Iya, emang nggak mungkinlah. Duuuh, ini pasti pikiran aneh dari mimpi itu. Di mimpi itu aku ngeliat jelas Arjuna telanjang bulat. Astaga, berkah melimpah banget ya, ups.

Aku baru kepikiran, sedikit hati-hati aku gerakin tangan ke bagian tengah celana aku, takut ada yang basah. Basah nggak, ya? Huuu, syukurlah nggak basah.

"Kak ..." Aku nyenggol pelan perut Kak Radit pake siku. "Kakak, aku mau pipis."

"Hmm ..."

"Aku mau pipis. Jauhan sana!" aku senggol lagi perutnya nyuruh dia menjauh.

Kak Radit nyingkirin tangannya yang melingkar di pinggang aku dan ngelurusin kepalanya yang dari kapan tenggelam di tengkuk aku, lalu dia bobok lagi dengan posisi lurus.

Aku nurunin ranjang, nguap lebar sambil ngolet cantik. Lampu udah nyala, suhu kamar udah dingin AC. Aku tidur nggak pake baju karena gerah AC mati, aku baru inget. Kalo Kak Radit tidur sambil melukin aku, itu sih perlakuan sayang dia dari kecil ke aku pada saat mati lampu malam-malam. Dia nenangin kegelisahan aku dengan cara meluk aku. Aku agak kaget, cos udah lama banget kami nggak tidur sekamar di saat mati lampu gini.

Dua menit dari kamar mandi aku keluar, ngecek iPhone sambil tiduran. Astaga, lima puluh pesan whatsapp dari nomor tanpa nama. Semua isinya "Ping". Aku tau Arjuna yang ngWA, aku inget empat nomor belakangnya.

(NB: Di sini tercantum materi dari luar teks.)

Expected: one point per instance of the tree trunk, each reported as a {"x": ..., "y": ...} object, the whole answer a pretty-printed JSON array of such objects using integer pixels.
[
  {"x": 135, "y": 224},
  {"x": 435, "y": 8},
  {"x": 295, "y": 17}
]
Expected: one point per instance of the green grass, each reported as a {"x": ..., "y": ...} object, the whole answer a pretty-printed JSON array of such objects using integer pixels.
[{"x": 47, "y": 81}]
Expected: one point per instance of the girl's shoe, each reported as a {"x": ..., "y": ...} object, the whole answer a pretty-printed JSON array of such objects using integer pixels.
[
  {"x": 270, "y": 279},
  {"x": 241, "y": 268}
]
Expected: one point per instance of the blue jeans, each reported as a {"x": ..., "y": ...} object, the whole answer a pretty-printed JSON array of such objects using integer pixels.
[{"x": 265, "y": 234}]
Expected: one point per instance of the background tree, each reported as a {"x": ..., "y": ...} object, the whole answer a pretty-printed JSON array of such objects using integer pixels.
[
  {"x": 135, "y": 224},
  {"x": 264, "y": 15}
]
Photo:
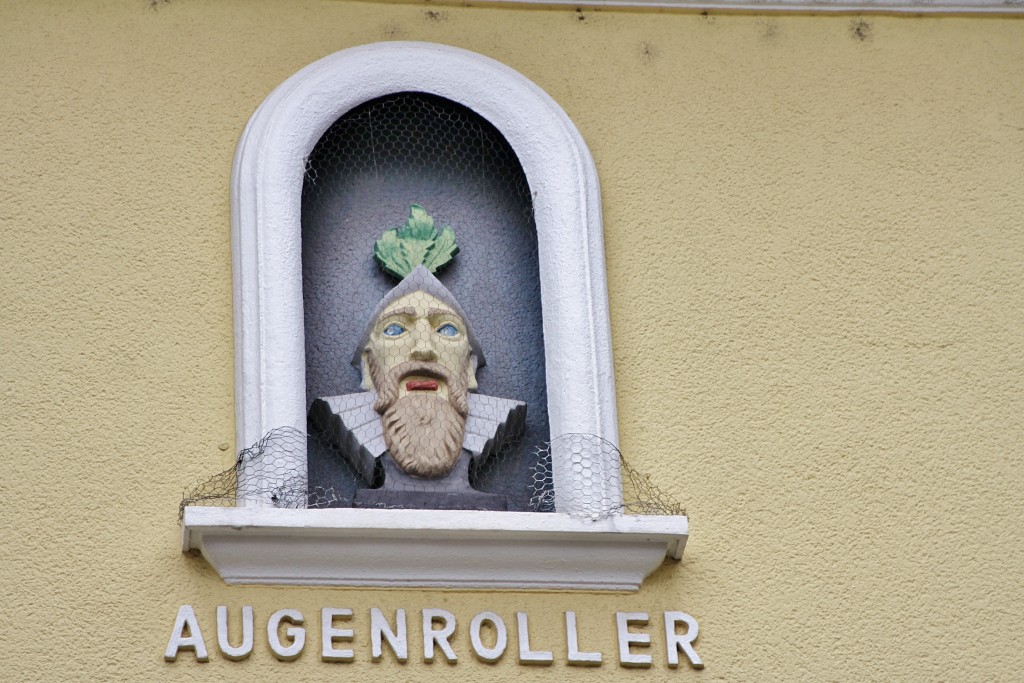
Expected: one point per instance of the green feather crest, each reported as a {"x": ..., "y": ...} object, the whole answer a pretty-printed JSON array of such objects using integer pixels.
[{"x": 401, "y": 249}]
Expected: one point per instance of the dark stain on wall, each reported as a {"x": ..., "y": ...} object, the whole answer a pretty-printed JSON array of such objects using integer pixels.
[
  {"x": 860, "y": 30},
  {"x": 648, "y": 52},
  {"x": 434, "y": 15}
]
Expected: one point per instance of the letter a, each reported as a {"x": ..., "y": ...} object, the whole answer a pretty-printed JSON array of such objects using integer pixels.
[{"x": 186, "y": 617}]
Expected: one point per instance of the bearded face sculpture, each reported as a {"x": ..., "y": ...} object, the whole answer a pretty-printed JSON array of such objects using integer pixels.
[
  {"x": 418, "y": 424},
  {"x": 418, "y": 360}
]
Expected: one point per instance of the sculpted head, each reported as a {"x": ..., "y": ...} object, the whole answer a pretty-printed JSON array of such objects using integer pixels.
[
  {"x": 421, "y": 342},
  {"x": 420, "y": 356}
]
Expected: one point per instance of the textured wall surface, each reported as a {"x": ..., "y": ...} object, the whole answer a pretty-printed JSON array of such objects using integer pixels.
[{"x": 813, "y": 226}]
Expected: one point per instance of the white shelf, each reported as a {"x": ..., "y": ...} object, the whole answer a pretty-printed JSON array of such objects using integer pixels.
[{"x": 431, "y": 548}]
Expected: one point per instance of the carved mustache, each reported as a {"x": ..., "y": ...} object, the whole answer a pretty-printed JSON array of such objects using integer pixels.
[{"x": 387, "y": 387}]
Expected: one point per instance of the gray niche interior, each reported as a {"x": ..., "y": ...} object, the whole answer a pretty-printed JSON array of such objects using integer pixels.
[{"x": 360, "y": 179}]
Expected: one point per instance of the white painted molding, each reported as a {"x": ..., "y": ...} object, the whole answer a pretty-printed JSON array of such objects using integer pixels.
[
  {"x": 848, "y": 6},
  {"x": 266, "y": 189},
  {"x": 408, "y": 548}
]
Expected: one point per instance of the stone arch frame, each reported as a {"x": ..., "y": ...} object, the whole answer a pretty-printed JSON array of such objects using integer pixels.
[{"x": 266, "y": 187}]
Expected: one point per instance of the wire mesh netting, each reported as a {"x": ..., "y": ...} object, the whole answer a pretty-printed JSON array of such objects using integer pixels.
[{"x": 586, "y": 455}]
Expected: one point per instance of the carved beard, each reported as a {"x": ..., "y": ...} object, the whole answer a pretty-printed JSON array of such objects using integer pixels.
[{"x": 422, "y": 430}]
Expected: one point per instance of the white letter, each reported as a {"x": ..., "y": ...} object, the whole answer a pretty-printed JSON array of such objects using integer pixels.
[
  {"x": 501, "y": 637},
  {"x": 623, "y": 621},
  {"x": 329, "y": 633},
  {"x": 296, "y": 633},
  {"x": 578, "y": 658},
  {"x": 439, "y": 636},
  {"x": 525, "y": 655},
  {"x": 244, "y": 650},
  {"x": 396, "y": 639},
  {"x": 674, "y": 642},
  {"x": 186, "y": 616}
]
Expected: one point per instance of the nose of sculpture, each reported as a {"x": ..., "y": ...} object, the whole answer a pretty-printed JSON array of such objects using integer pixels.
[{"x": 423, "y": 350}]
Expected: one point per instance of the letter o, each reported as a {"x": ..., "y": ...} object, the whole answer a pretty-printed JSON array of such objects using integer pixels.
[{"x": 501, "y": 641}]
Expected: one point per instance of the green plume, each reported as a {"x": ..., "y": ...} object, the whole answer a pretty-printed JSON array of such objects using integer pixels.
[{"x": 401, "y": 249}]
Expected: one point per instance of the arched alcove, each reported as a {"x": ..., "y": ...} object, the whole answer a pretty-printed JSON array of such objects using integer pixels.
[
  {"x": 270, "y": 364},
  {"x": 260, "y": 543}
]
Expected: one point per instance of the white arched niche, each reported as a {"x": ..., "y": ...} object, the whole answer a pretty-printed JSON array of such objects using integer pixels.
[{"x": 266, "y": 188}]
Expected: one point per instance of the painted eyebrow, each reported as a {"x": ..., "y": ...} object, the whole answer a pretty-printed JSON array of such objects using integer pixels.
[
  {"x": 404, "y": 311},
  {"x": 440, "y": 312}
]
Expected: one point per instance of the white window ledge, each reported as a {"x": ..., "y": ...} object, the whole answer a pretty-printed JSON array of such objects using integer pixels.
[
  {"x": 856, "y": 6},
  {"x": 439, "y": 549}
]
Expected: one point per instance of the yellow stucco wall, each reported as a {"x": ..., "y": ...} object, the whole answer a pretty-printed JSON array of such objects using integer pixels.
[{"x": 815, "y": 248}]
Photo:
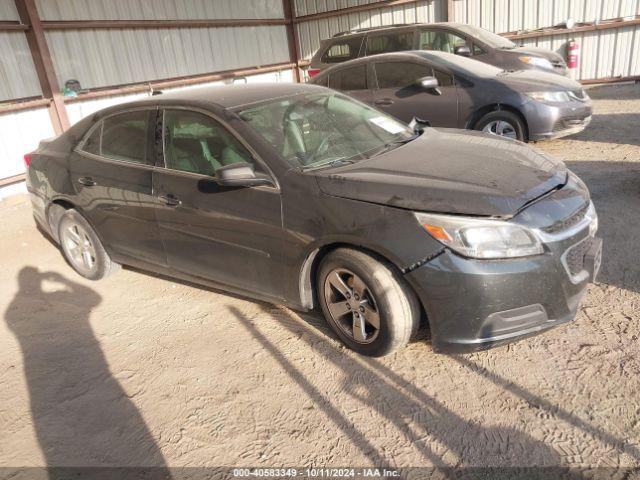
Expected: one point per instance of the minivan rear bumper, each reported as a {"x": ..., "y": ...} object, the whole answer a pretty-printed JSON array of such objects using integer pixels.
[{"x": 474, "y": 304}]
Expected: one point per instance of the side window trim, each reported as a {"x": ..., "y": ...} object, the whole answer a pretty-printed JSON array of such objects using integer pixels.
[
  {"x": 231, "y": 130},
  {"x": 100, "y": 124}
]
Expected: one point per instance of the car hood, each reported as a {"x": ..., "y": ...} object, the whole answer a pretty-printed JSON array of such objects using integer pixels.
[
  {"x": 537, "y": 80},
  {"x": 449, "y": 171}
]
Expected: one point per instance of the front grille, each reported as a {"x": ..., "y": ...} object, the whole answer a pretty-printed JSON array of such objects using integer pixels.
[
  {"x": 575, "y": 256},
  {"x": 568, "y": 222}
]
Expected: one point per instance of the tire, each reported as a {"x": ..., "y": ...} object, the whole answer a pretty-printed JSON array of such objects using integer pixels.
[
  {"x": 79, "y": 243},
  {"x": 495, "y": 121},
  {"x": 376, "y": 290}
]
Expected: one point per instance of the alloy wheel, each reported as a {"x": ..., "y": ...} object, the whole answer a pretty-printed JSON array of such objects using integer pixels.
[
  {"x": 79, "y": 248},
  {"x": 501, "y": 128},
  {"x": 352, "y": 306}
]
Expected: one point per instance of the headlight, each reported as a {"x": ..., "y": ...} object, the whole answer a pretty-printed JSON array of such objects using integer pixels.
[
  {"x": 549, "y": 97},
  {"x": 481, "y": 238},
  {"x": 537, "y": 62}
]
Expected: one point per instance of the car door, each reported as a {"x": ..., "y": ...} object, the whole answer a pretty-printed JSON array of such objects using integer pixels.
[
  {"x": 111, "y": 170},
  {"x": 352, "y": 80},
  {"x": 229, "y": 235},
  {"x": 398, "y": 94}
]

Aku bales Ping juga, selang lima detik iPhone aku berdering.

Udah jam tiga malam Arjuna belum bobok.

"Halo ..."

"Tembem," sahutnya lirih dan lembut bersamaan dengan aku bilang halo. Meski lirih dia nggak bisa nyembunyiin nada senang di suaranya. Apa dia kangen ya seharian ini nggak ketemu aku?

"Tembem ...," panggilnya kedua kali.

Kalo diinget-inget rasanya kayak lamaaa banget nggak denger seseorang manggil aku dengan sebutan itu. Sekarang, saat ada lagi untuk pertama kalinya sejak beberapa hari hilang, hati aku merekah seperti bunga tulip yang tumbuh subur di ladang di sebuah desa di sudut terpencil negeri Belanda. Cuma Arjuna yang manggil aku begitu. Panggilan sayang kali ya, hihi.

"Loe belum tidur?" tanyanya.

Aku menyambut dengan gumaman, "Belum. Kamu sendiri kenapa belum tidur? Nanti telat loh bangunnya."

"Gue nggak bisa tidur. Ada yang ganggu pikirian gue, Sat."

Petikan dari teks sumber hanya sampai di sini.